Somewhere between recognising that the Surf Coast needed Little Athletics and putting a committee together, Claire connected to Leisure Networks. She had already done the power work in the background; completing a survey of 260 local families that uncovered a real need and interest in developing a local athletics competition. The survey also provided data around interests, age groups, and potential volunteers.
“I ran for Box Hill,” says Claire in explaining her motivation. “We had Wes Windsor and Greg Mackay come to our school and they ran a before school running program. The result of that was that our public girl’s school was a really good school for running and we beat all the private schools and won the state and then the nationals. So we went off to a world schools’ cross-country championships. What I see in that is that those opportunities aren’t there for everybody.
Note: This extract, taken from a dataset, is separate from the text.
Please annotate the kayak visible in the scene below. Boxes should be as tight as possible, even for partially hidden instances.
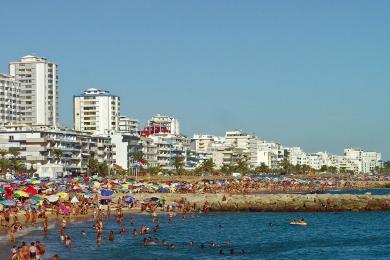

Usually, they’re just there for people who can afford to pay for private coaching but if you can bring coaches into your local community then these kinds of things are possible for the kids that go to schools that wouldn’t otherwise have the opportunity to do that.”
Through the Together More Active funding (Sport & Recreation Victoria), Leisure Network’s role in the Barwon Region is to provide 1:1 support and connection to sector partners to provide advice, experience, support and recommendations that bring community sporting opportunities to life.
“To do this piece of ongoing work we meet regularly (online!), exchange ideas, info, documents and talk through the challenges and opportunities. This results in strong, robust community clubs that people can connect with. They are inclusive, they are safe, they are fun, and people can connect to their community.” Brooke Connolly, Manager, Sport, Recreation & Health
Leisure Networks helped connect Claire and the committee to Little Athletics Victoria and the Surf Coast Shire to work through the process of developing a new centre.
“We’re here as a community partner,” explains Brooke. “Old clubs, new clubs, emerging clubs, starting clubs can lean on us. If we’ve got a connection to the local government or the governing body or a consultant, then we will work to join those dots.”
Through the survey, Claire captured contact details of families who were interested in finding out more about Little Athletics. This is where awareness started to build. There were also a few ads in local papers looking for partners, but most of the community awareness grew through organic social media promoting an open “Come & Try” day.
Nationally, interest in athletics is on the decline and Little Athletics Victoria set the groups expectations at attracting around 30 to 40 participants to the “Come & Try” day.
The group were overwhelmed when around 280 people turned up. It was well above expectations and really more than they thought they could handle. But they embraced the crowd and took the event in their stride.
“When you’re trying to build a really valid cause to do something, you have to be uncomfortable,” says Claire. “I was really lucky to have people around me that encouraged me and reminded me that this is actually a business, what we’re selling is memberships and we need as many people there as possible and we want to convert as many of them as possible to members. It was good not to be quiet and downplay what we were doing.”
This initial even converted to 100 members. The incredible result meant the group was a viable concern and needed to find facilities. Through conversations with Surf Coast Shire, Little Athletics Victoria and Leisure Networks the committee found the option to use facilities at Torquay College. It is a good space, but not an ideal space.
“It’s an example of where a multi-use facility just doesn’t work,” explains Claire. “All athletics tracks, virtually, are designated spaces. Some of them can be open and they can be grass but anything that has been modified as multipurpose will take away the infield, which is how athletics functions to hold all the events.”
The committee’s next big priority, aside from building membership, is developing infrastructure. Equipment has been purchased, thanks to a grant awarded from the Surf Coast Shire; Geelong Little Athletics donated high jump mats; and Torquay college lend them hurdles.
“Similar to what Leisure Networks has been in the puzzle of pieces, what I’ve found is that there’s been this amazing web of people who really do want to see it succeed,” says Claire.
Claire and the committee are starting to extend their network further, seeking a permanent home for Surf Coast Little Athletics. The equipment they own is currently stored in a rented a shipping container. They want to invest in more equipment, which means they need storage space, which ultimately means that the group need a permanent home.
Claire has a vision to open competition down the coast. Finding funding is only half the problem, and she sees an opportunity to build networks that enables groups to share capital costs. Leisure Networks is proud to be part of this journey.
“Leisure Networks and regional sports assemblies’ role is around advocacy and overcoming barriers to new initiatives,” says Brooke. “We often play a key role in brokering relationships between community groups and local government.”